The bathtub curve is characterized by three periods
Mar 14, 2024 0:28:15 GMT -5
Post by account_disabled on Mar 14, 2024 0:28:15 GMT -5
Decide where is the “sweet spot” between designing products (made of components) that last a long time vs those that fail earlier. One critical question is “should we design (and make) all the components to fail at the same time and incur the extra cost and, likely, over design, or should we let one or more components fail earlier and then reuse the remaining components as with remanufacturing?
Engineers have been dealing with the tradeoff between product design, quality and failure for a long time. This is usually discussed as part of product reliability. Dennis Wilkins (retired from HP) explains that reliability engineers characterize the lifetime of a population of products using a graphical representation called the “bathtub curve.”
A product life: an infant mortality period (early failure)
with a decreasing failure rate, then a normal CG Leads life period (also known as “useful life”) with a low, relatively constant failure rate, and ending up with a wear-out period of accreted failure exhibiting an increasing failure rate. Engineers try to reduce failures at each stage of product life by efforts such as “burn-in” or running the product for some time to catch early failures or other tests to attempt to screen out infant mortality failures. Design and manufacturing choices can reduce (or increase!) failures at any stage – depending on quality of components and design and production.

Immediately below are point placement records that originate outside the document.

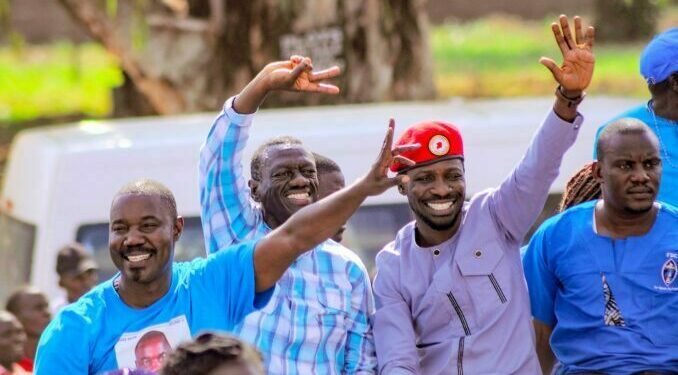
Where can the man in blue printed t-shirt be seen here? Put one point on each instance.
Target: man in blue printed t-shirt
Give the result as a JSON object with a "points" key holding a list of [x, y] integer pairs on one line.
{"points": [[659, 67], [163, 303], [602, 276]]}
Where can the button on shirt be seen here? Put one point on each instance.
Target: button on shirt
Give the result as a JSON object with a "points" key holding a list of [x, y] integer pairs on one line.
{"points": [[470, 314], [318, 320], [572, 272]]}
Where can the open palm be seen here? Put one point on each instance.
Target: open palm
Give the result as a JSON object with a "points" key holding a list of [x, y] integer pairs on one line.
{"points": [[578, 60]]}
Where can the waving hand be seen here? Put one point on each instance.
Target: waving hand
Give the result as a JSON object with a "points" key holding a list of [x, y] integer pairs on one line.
{"points": [[574, 75]]}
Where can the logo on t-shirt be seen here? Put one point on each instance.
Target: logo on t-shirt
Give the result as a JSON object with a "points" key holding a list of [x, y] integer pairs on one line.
{"points": [[146, 349], [669, 272]]}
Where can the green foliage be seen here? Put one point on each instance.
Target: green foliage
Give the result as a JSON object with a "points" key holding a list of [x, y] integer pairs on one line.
{"points": [[56, 80], [499, 56]]}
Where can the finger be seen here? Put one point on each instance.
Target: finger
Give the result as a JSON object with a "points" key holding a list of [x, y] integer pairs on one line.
{"points": [[397, 150], [403, 160], [325, 74], [559, 38], [590, 36], [322, 88], [296, 72], [553, 67], [388, 141], [579, 36], [567, 33]]}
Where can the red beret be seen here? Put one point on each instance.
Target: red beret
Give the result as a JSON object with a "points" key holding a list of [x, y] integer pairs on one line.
{"points": [[437, 139]]}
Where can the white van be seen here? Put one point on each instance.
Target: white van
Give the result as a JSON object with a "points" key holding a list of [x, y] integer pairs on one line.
{"points": [[60, 180]]}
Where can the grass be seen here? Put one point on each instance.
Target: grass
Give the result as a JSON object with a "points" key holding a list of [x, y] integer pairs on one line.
{"points": [[492, 57], [499, 56], [56, 80]]}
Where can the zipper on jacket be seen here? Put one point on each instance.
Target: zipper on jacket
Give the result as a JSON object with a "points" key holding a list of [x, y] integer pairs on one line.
{"points": [[460, 313], [497, 288], [460, 356]]}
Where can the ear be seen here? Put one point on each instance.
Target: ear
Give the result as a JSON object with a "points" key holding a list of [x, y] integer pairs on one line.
{"points": [[178, 228], [596, 172], [401, 188], [254, 190], [673, 82]]}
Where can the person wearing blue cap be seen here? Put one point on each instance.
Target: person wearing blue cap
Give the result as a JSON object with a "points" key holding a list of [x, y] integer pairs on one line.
{"points": [[659, 67]]}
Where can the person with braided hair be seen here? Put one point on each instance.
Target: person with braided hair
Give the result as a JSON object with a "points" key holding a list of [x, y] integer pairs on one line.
{"points": [[581, 187], [602, 275]]}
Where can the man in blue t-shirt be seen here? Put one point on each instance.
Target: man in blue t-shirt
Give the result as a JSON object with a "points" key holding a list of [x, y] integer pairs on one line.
{"points": [[659, 67], [602, 275], [153, 304]]}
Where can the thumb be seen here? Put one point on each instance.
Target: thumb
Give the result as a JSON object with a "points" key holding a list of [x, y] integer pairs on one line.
{"points": [[552, 66], [296, 72]]}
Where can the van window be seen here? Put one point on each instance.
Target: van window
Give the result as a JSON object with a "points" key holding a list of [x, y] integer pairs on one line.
{"points": [[16, 253], [95, 238]]}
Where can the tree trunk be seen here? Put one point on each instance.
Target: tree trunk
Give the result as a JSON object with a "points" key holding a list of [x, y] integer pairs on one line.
{"points": [[189, 55]]}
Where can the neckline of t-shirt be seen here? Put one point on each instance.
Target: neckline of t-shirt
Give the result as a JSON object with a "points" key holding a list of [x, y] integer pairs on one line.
{"points": [[594, 226], [115, 296]]}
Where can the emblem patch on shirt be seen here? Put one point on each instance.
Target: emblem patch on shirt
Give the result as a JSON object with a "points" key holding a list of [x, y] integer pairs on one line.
{"points": [[669, 271], [613, 315], [147, 348], [439, 145]]}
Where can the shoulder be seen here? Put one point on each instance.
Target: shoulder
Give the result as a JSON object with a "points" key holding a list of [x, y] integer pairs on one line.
{"points": [[669, 213], [390, 255], [570, 218], [86, 311]]}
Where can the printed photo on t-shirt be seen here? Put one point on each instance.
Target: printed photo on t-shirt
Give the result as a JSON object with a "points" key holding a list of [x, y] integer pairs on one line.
{"points": [[146, 349]]}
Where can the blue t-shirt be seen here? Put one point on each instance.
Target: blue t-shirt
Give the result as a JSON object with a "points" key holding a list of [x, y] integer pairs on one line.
{"points": [[570, 270], [100, 332], [667, 133]]}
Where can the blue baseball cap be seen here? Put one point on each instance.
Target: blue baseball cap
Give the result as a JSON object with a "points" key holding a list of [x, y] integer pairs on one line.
{"points": [[660, 58]]}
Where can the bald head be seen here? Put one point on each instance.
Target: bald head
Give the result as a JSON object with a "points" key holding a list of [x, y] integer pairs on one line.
{"points": [[621, 127], [151, 188]]}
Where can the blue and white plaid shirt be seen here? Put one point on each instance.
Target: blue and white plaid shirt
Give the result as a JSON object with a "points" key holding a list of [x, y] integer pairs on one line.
{"points": [[319, 318]]}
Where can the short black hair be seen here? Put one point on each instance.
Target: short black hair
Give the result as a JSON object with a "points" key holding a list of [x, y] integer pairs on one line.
{"points": [[258, 159], [208, 352], [323, 164], [150, 187], [622, 126]]}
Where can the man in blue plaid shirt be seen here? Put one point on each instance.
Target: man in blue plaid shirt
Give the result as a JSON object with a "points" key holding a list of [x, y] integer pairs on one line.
{"points": [[318, 320]]}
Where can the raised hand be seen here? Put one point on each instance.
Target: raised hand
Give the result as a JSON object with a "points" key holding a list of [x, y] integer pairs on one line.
{"points": [[575, 74], [376, 181], [296, 74]]}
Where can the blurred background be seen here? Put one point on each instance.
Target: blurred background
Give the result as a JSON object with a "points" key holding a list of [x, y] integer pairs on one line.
{"points": [[65, 60]]}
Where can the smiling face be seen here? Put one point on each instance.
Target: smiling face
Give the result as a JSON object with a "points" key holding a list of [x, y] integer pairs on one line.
{"points": [[289, 182], [436, 193], [630, 172], [142, 236]]}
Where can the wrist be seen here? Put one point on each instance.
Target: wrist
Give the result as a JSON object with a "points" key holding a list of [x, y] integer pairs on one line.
{"points": [[571, 98]]}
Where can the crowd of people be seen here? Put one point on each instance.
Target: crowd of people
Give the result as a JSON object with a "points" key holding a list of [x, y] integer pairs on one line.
{"points": [[593, 292]]}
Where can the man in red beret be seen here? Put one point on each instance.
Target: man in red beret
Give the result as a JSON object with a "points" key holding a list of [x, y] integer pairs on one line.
{"points": [[450, 292]]}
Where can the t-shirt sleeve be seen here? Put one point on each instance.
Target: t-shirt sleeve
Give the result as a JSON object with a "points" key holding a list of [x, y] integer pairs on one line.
{"points": [[63, 346], [541, 281], [595, 141], [230, 275]]}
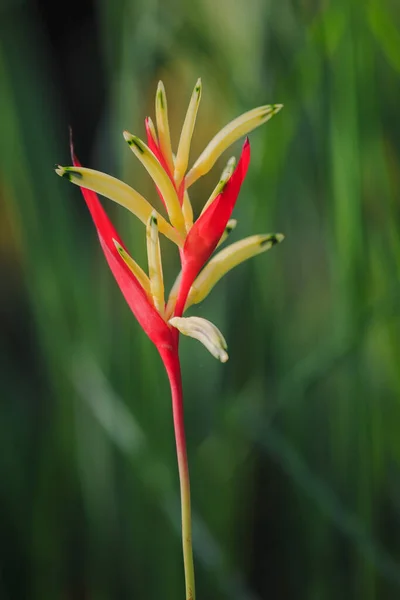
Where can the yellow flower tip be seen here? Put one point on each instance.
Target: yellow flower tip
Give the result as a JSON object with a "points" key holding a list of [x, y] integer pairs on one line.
{"points": [[152, 128], [134, 268], [133, 140], [230, 226], [204, 331], [155, 263], [182, 155], [161, 95], [67, 172], [271, 239]]}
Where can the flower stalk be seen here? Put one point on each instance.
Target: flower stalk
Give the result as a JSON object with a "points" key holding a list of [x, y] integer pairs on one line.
{"points": [[172, 366], [197, 239]]}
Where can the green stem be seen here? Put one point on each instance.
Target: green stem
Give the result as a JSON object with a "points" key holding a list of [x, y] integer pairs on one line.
{"points": [[172, 365]]}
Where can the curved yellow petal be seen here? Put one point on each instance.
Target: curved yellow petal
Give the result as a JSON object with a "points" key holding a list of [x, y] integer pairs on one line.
{"points": [[182, 155], [226, 260], [155, 264], [160, 178], [204, 331], [228, 135], [173, 295], [225, 176], [119, 192], [134, 267], [163, 125]]}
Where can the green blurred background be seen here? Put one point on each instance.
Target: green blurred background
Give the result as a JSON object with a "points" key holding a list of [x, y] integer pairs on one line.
{"points": [[294, 444]]}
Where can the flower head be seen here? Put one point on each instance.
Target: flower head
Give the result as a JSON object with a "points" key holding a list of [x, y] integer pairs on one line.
{"points": [[196, 239]]}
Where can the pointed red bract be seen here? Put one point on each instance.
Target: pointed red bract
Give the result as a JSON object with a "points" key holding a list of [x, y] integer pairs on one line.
{"points": [[206, 232], [147, 316]]}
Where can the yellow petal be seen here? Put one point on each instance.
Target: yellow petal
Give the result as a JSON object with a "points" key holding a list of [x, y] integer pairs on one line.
{"points": [[230, 226], [152, 129], [204, 331], [225, 176], [187, 211], [182, 155], [155, 264], [173, 295], [120, 192], [163, 125], [134, 267], [226, 260], [227, 136], [160, 178]]}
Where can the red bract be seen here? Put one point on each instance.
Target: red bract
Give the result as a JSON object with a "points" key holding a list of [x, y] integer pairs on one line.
{"points": [[206, 232], [147, 316]]}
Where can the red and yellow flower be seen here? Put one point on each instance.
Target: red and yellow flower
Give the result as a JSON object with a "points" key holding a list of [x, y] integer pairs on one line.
{"points": [[162, 319]]}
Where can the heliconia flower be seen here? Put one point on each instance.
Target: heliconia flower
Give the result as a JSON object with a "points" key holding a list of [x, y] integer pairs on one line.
{"points": [[197, 239]]}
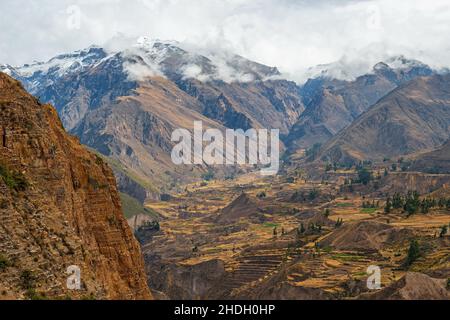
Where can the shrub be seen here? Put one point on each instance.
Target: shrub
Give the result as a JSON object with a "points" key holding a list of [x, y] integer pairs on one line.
{"points": [[4, 263], [27, 280]]}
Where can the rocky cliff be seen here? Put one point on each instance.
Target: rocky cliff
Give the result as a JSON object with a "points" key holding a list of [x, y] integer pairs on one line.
{"points": [[59, 207]]}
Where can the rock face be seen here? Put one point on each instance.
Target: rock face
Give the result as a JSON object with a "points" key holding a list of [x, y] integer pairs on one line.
{"points": [[415, 117], [59, 207], [413, 286]]}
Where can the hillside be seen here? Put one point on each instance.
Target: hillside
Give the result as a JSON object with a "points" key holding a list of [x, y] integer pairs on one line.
{"points": [[332, 105], [125, 104], [59, 207]]}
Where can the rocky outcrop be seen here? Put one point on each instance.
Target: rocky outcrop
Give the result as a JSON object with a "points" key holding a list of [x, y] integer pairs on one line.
{"points": [[59, 208]]}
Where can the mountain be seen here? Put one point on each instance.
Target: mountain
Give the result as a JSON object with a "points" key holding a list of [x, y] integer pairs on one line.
{"points": [[59, 207], [333, 104], [126, 103], [414, 117], [437, 161]]}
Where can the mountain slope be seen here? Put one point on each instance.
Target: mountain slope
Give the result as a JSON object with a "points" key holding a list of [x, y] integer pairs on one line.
{"points": [[126, 104], [59, 207], [332, 105], [414, 117]]}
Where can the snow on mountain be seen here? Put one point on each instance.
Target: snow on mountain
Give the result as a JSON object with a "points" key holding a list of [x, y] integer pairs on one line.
{"points": [[147, 57], [349, 70]]}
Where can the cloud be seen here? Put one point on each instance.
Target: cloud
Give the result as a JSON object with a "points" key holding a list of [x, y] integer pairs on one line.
{"points": [[292, 35]]}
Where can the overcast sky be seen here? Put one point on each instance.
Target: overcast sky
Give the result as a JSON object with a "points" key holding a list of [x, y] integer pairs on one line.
{"points": [[289, 34]]}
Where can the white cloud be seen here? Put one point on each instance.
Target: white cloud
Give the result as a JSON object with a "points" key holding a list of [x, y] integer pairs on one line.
{"points": [[292, 35]]}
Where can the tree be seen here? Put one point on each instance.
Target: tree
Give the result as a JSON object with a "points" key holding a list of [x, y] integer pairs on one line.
{"points": [[413, 253], [443, 232], [388, 206], [339, 223], [302, 228], [364, 175]]}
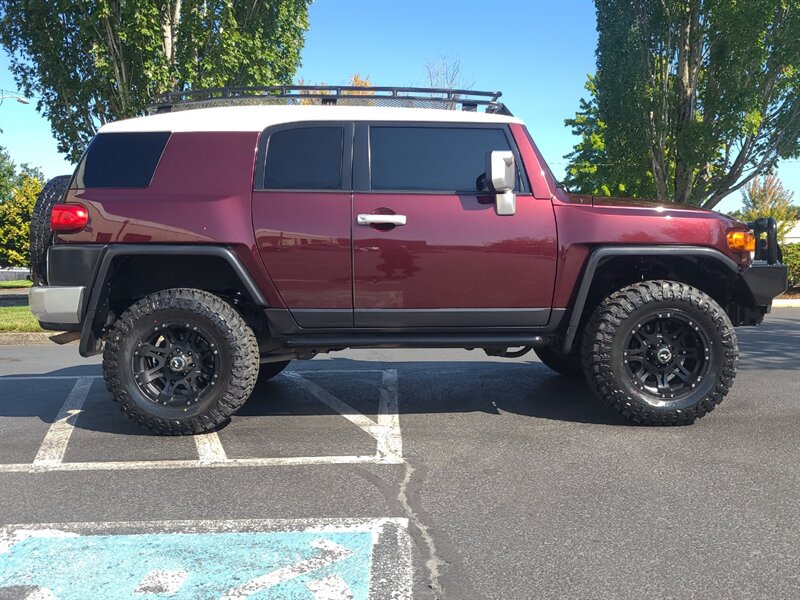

Professor Sami Kara and colleagues at the University of New South Wales in Australia have studied this problem, as applied to appliances, for some time. The studies explore the useful life of components with the thought to identifying those that have significant use in a second life versus those that fail with the appliance. This can drive the economic models for re-manufacturing but is dependent on simple ways to estimate which components have life left and, importantly, how to assess this easily and reliably.
Challenges include the cost of testing procedures that might increase labor costs for remanufacturing or re-use, necessity for disassembly of an appliance to access the component to assess its condition, inaccurate test data with respect to condition, degradation or remaining life and questions about number of samples that need to be tested to get reliable data.(see “Reliability assessment of components in consumer products – a statistical and condition monitoring data analysis strategy” by Mazhar, Kara and Kaehernick, ).
Kara describes some of their studies showing that some very inexpensive components of large appliances fail early and render the appliance unusable – and often it would be very inexpensive to improve these components for a dramatically longer product life. One that comes to mind is the door seal on a residential refrigerator. But when is “good enough” for a product component good enough?!
So, that’s one consideration in design, production and life of the product.
Engineers have been dealing with the tradeoff between product design, quality and failure for a long time. This is usually discussed as part of product reliability. Dennis Wilkins (retired from HP) explains that reliability engineers characterize the lifetime of a population of products using a graphical representation called the “bathtub curve.”
A product life: an infant mortality period (early failure)
with a decreasing failure rate, then a normal CG Leads life period (also known as “useful life”) with a low, relatively constant failure rate, and ending up with a wear-out period of accreted failure exhibiting an increasing failure rate. Engineers try to reduce failures at each stage of product life by efforts such as “burn-in” or running the product for some time to catch early failures or other tests to attempt to screen out infant mortality failures. Design and manufacturing choices can reduce (or increase!) failures at any stage – depending on quality of components and design and production.
Professor Sami Kara and colleagues at the University of New South Wales in Australia have studied this problem, as applied to appliances, for some time. The studies explore the useful life of components with the thought to identifying those that have significant use in a second life versus those that fail with the appliance. This can drive the economic models for re-manufacturing but is dependent on simple ways to estimate which components have life left and, importantly, how to assess this easily and reliably.
Challenges include the cost of testing procedures that might increase labor costs for remanufacturing or re-use, necessity for disassembly of an appliance to access the component to assess its condition, inaccurate test data with respect to condition, degradation or remaining life and questions about number of samples that need to be tested to get reliable data.(see “Reliability assessment of components in consumer products – a statistical and condition monitoring data analysis strategy” by Mazhar, Kara and Kaehernick, ).
Kara describes some of their studies showing that some very inexpensive components of large appliances fail early and render the appliance unusable – and often it would be very inexpensive to improve these components for a dramatically longer product life. One that comes to mind is the door seal on a residential refrigerator. But when is “good enough” for a product component good enough?!
So, that’s one consideration in design, production and life of the product.